Chaque année à l’approche du 5 novembre, les communes britanniques se préparent à des commémorations bien particulières. Pendant toute une soirée, de nombreux parcs se remplissent de spectateurs venus profiter des feux d’artifice et bûchers géants de la Guy Fawkes Night, également appelée Bonfire Night. On entend aussi une mystérieuse rime circuler dans les airs : “Souvenez-vous, souvenez-vous du 5 novembre, de la trahison et du complot de la poudre à canon. Je ne vois aucune raison à ce que la trahison de la poudre à canon, soit un jour oubliée”. Or, en l’absence d’un contexte, l’évènement a de quoi surprendre !
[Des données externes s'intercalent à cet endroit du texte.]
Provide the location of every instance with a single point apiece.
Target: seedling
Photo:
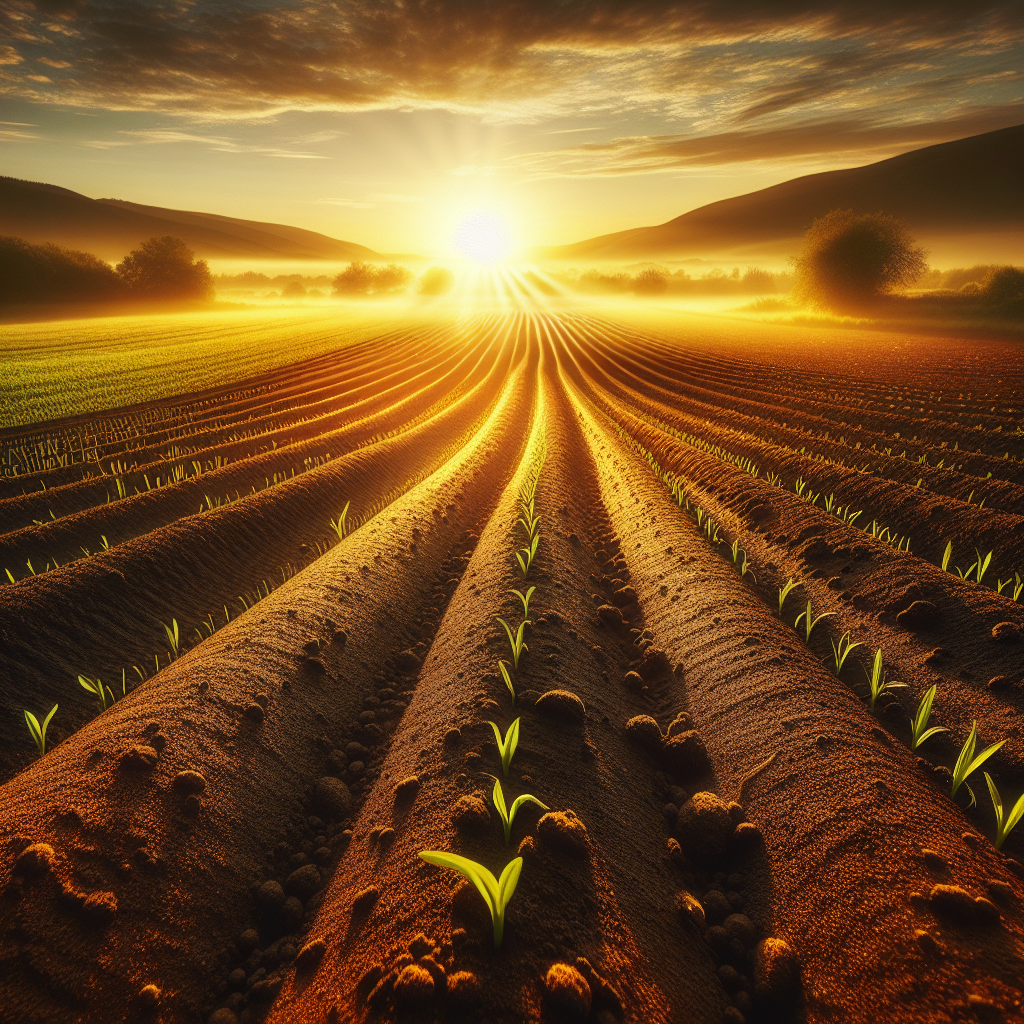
(516, 641)
(172, 637)
(339, 524)
(497, 892)
(920, 722)
(39, 731)
(507, 745)
(508, 680)
(525, 600)
(524, 556)
(1004, 822)
(878, 682)
(842, 649)
(98, 690)
(809, 621)
(783, 592)
(967, 763)
(508, 815)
Son origine remonte à l’an 1605, lorsqu’un groupe de rebelles catholiques a tenté d’organiser un attentat majeur. Le pays, devenu protestant au XVIème siècle, cohabitait mal avec sa population catholique. À tel point que ce groupe de rebelles a décidé d’employer l’artillerie lourde pour faire revenir le catholicisme à la tête de l’État en disposant dans une cave, sous le Parlement britannique de Londres, des barils de poudre à canon qu’ils feraient exploser au moment où s’y réuniraient le roi Jacques 1er et ses élus.
Mais dans les petites heures du 5 novembre 1605, Guy Fawkes, l’un des complotistes, est découvert et torturé par les autorités avides d’informations sur ses alliés. D’autres membres du groupe sont à leur tour arrêtés et exécutés pour trahison à la fin du mois de janvier 1606. Mais c’est Guy Fawkes et des épouvantails à son effigie, parés de masques blancs avec des moustaches noires, qui resteront le visage emblématique du complot au sommet des bûchers.
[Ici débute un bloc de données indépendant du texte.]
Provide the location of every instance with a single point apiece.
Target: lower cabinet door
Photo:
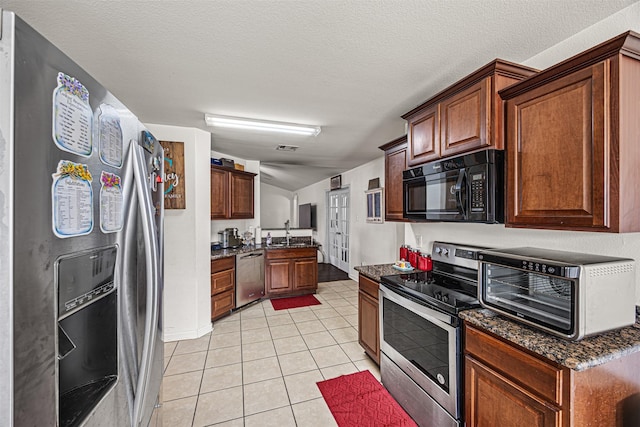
(278, 276)
(222, 303)
(493, 400)
(305, 274)
(368, 327)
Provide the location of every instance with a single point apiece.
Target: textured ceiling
(350, 66)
Face à l’énormité du désastre à la fois humain, constitutionnel et matériel que cet attentat aurait pu engendrer, l’État a d’abord créé une loi imposant des commémorations religieuses à cette date. Au fil du temps, cette règle s’est assouplie mais le 5 novembre est resté dans les mœurs.
D’après la professeure Catherine Clarke, directrice d’un centre de recherche historique à l’université de Londres, les commémorations cherchaient originellement à souligner « l’échec » de ce projet violent. « Le but était de célébrer le fait que ce complot avait échoué et que Dieu avait sauvé le roi et que la justice l’avait remporté. Donc une partie des célébrations visait déjà à l’époque à allumer des bûchers et un peu plus tard, des figurines à l’effigie de Guy Fawkes se sont ajoutées aux feux de joie ».
L’évènement a néanmoins contribué à exacerber le climat austère envers les Catholiques sur le territoire britannique : « Beaucoup de ces célébrations étaient très anti-catholiques. Il s’agissait d’une forme de discrimination à leur égard ».
Heureusement, ces sombres motivations se sont évaporées et la coutume s’est inscrite dans les traditions festives britanniques. Le visage de Guy Fawkes au sommet des bûchers a même été remplacé à certaines occasions par des figures plus modernes, comme les anciens Premiers ministres Rishi Sunak et Liz Truss. Un détail « très intéressant » pour Catherine Clarke, qui a constaté que l’ancien anti-héros des Protestants était presque devenu de nos jours un « héros anarchique » et « anti-établissement » pour certains.
D’un autre côté, l’évolution multiculturelle et multi-confessionnelle de la population britannique au cours de ces dernières décennies a fini par inclure le 5 novembre dans un consortium de célébrations proches de la Guy Fawkes Night sur le calendrier annuel, comme Halloween et la fête indienne des lumières, Diwali. « Bonfire Night fait désormais partie d’une série de célébrations multiculturelles autour du feu, des lumières et des feux d’artifice. Et même si l’évènement est encore largement observé à travers le pays, le public ne soutient plus son aspect politique original », conclut la directrice d’un centre de recherche historique à l’université de Londres.